London: When you play for a team as beautiful to watch as Ajax, there is always the need for a player who excels at the ugly side of things. Not the fancy flicks and the neat tricks, but the blocks and the bumps, the headers and the thumps. That player is Matthijs de Ligt.
At 19 years old, there should be a boy, but he has matured faster than most. It was a performance which raises the stakes in the pursuit of one of Europe’s most in-demand players, because as good as Ajax are, they had to cling on in London and De Ligt was the reassuring presence they drew strength from.
It had been widely expected De Ligt would follow his young Ajax teammate Frenkie de Jong to Barcelona. That the Ajax boy would want to follow in the footsteps of an Ajax giant, Johan Cruyff, swapping Amsterdam for the capital of Catalonia.
It would be dangerous to assume anything. He has signed no contracts, there is no verbal agreement, he has not promised anyone anything. In his own words, he has “not made up his mind yet”.
The door remains open and every top Premier League club should be trying to wedge it open to make their sales pitch.
De Ligt is probably — although these things are difficult to quantify — the best 19-year-old defensive player in the world, a ball-playing centre-back who, mercifully in the modern era, does not believe he is a defender in name only.
De Ligt is not a frustrated midfielder, even if he can pass like one. He is a centre-back who excels thanks to the array of talent around him and who never forgets his primary objective, all the unpleasant stuff with head, elbows, knees and toes. He is the blue-eyed, blond-haired Ajax boy with the chest of a nightclub bouncer, the square chin of a policeman and the bravery of a solider. There is very little not to like when you have a player sitting at the heart of the side who can split a defence at one end and be the last line of one at the other.

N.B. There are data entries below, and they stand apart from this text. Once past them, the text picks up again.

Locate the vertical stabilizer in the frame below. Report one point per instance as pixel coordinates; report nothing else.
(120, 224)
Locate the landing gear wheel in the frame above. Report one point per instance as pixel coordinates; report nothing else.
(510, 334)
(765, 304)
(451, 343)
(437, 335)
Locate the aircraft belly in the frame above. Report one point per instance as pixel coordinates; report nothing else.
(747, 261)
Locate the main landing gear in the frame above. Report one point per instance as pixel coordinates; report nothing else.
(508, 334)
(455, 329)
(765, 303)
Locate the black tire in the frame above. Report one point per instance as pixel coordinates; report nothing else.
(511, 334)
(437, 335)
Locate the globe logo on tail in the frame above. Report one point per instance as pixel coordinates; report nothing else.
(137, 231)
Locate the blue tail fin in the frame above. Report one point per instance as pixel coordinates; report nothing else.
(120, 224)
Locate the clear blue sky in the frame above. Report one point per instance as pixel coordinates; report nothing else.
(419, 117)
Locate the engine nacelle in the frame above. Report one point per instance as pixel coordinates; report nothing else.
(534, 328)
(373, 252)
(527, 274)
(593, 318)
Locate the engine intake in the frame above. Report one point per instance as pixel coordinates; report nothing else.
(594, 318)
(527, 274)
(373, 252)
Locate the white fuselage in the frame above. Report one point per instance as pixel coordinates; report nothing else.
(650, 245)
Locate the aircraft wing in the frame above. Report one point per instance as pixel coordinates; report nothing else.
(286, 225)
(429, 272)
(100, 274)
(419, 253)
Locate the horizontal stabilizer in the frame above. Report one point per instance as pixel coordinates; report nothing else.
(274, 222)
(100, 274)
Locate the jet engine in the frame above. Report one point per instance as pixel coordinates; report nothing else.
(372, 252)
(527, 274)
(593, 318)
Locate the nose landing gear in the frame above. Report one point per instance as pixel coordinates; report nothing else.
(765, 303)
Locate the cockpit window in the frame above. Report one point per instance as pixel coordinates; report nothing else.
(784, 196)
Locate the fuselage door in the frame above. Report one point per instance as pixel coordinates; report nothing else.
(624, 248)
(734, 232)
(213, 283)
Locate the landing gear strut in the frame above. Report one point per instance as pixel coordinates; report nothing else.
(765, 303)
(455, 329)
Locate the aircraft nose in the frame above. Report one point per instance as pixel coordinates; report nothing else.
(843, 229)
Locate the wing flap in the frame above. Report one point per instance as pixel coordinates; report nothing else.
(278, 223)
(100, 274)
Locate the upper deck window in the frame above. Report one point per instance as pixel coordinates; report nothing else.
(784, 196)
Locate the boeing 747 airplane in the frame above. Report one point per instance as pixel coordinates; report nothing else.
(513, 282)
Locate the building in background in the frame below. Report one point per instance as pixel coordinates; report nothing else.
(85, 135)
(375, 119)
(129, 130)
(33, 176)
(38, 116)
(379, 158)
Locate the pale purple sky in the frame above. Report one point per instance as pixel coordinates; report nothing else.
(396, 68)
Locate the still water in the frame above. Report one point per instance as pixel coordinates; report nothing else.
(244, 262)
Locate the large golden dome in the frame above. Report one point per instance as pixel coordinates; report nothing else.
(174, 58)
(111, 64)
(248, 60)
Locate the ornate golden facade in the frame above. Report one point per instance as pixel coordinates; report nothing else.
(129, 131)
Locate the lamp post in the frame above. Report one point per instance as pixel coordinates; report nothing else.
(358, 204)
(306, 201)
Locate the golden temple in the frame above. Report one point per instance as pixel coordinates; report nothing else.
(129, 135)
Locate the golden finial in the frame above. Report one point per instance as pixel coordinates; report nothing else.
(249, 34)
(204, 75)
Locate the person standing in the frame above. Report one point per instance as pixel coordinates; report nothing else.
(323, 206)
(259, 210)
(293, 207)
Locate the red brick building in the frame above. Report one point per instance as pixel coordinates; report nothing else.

At one point in the first half, as Spurs teetered on the brink of being overrun, De Ligt popped up dribbling into the opposition area. He really should not have been there, but this is Ajax. He was only deprived of a shot by an excellent last-ditch tackle from Danny Rose.
“It’s a fantastic achievement,” said Ajax coach Erik Ten Hag. “We fought like lions. We are halfway there and in good shape. The willpower was very nice to see.
“We can play football in different styles. We can defend very well. We have a team that works together really well. They can fight together really well.”
When Ajax were on top, De Ligt stood watch like a sentry, but when the pressure built, he was the organiser and motivator. When Lucas Moura built up a head of steam, it was Ajax’s young captain who either held him up or forced him wide enough to reduce the threat. On one occasion, there was a gentle brush with his thigh, to send Moura off balance, at the same time as he held both hands up to say he had stopped competing for the ball. Clever defending against a far faster opponent.
At the start of the second half, as the space opened up for Dele Alli to fire a shot into the bottom corner, it was De Ligt who threw himself in the way, the block sending Ajax away on a counter-attack that should have ended with Hakim Ziyech sending David Neres in on goal. Do the basics and do them well — the first line, of the first chapter of the centre-back’s guide.
The fact he is Ajax’s captain while still a teenager tells you something else too. De Ligt is a “franchise player”, a phrase borrowed from American football, but one which means he could be the face of a football club for the next decade. If Manchester United, for example, want to completely rebuild their defence this summer, the foundation stone could well be the young man from Leiderdorp.